Birth weight was analyzed with and without fitting LS as a covariate. To investigate the impact of earlier live weights on later growth performance, BWT was fitted as a covariate in the analysis of WWT and preweaning ADG to determine how much variation in preweaning growth was attributable to BWT. Similarly, WWT was fitted as a covariate for postweaning performance traits.

Average pen performance data in the grower–finisher period (using the rearing group treatment model) were analyzed as a univariate ANOVA using the GLM procedure of SPSS, with pen as the experimental unit. Therefore, random effects associated with individuals could not be accommodated in the pen ANOVA. For traits within the grower–finisher facility, the number of days between entry to the grower–finisher facility and measurement of 10-wk weight (DAYS) was used as a covariate where appropriate, because pigs were weighed up to 3 d after they entered the facility. As above, models were compared with and without P10WT fitted as a covariate for later traits. Age at sale, nested within sex, was fitted as a covariate for traits recorded at sale or slaughter (SWT, HCW, FAT, etc.) to account for sexes being sold at different ages. Hot carcass weight was fitted as a covariate for FAT and LD.

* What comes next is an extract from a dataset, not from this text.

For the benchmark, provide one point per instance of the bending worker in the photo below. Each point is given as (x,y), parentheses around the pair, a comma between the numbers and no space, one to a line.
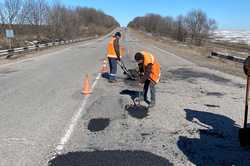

Postweaning mortality and medication rates were analyzed using a generalized linear mixed model binary logistic regression through the GENLINMIXED procedure of SPSS, with individual pig as the experimental unit. Due to the method for allocation of experimental litters to treatments in the farrowing house, whole litters were not necessarily represented in the experiment, meaning preweaning mortality data were censored and were not able to be analyzed. This was also due to the lack of quality control in recording of preweaning losses, which meant that preweaning mortality data of whole litters was incomplete and, therefore, unreliable. Differences in mortality between GP and SP during the suckling period were, therefore, beyond the scope of this study. During the weaner period (from weaning to 10 wk of age), 4.5% of animals were unable to be identified as having died or not, most likely due to recording error or loss of tag. These animals were, therefore, not included in the analysis of mortality during this period. For the binary logistic regression, WWT of each pig were assigned to quintiles (1 to 5) and this WWT category was fitted as a class effect. This was in order to account for any differences in postweaning mortality that may have been due to differences in weaning weight of the gilt and sow progeny groups.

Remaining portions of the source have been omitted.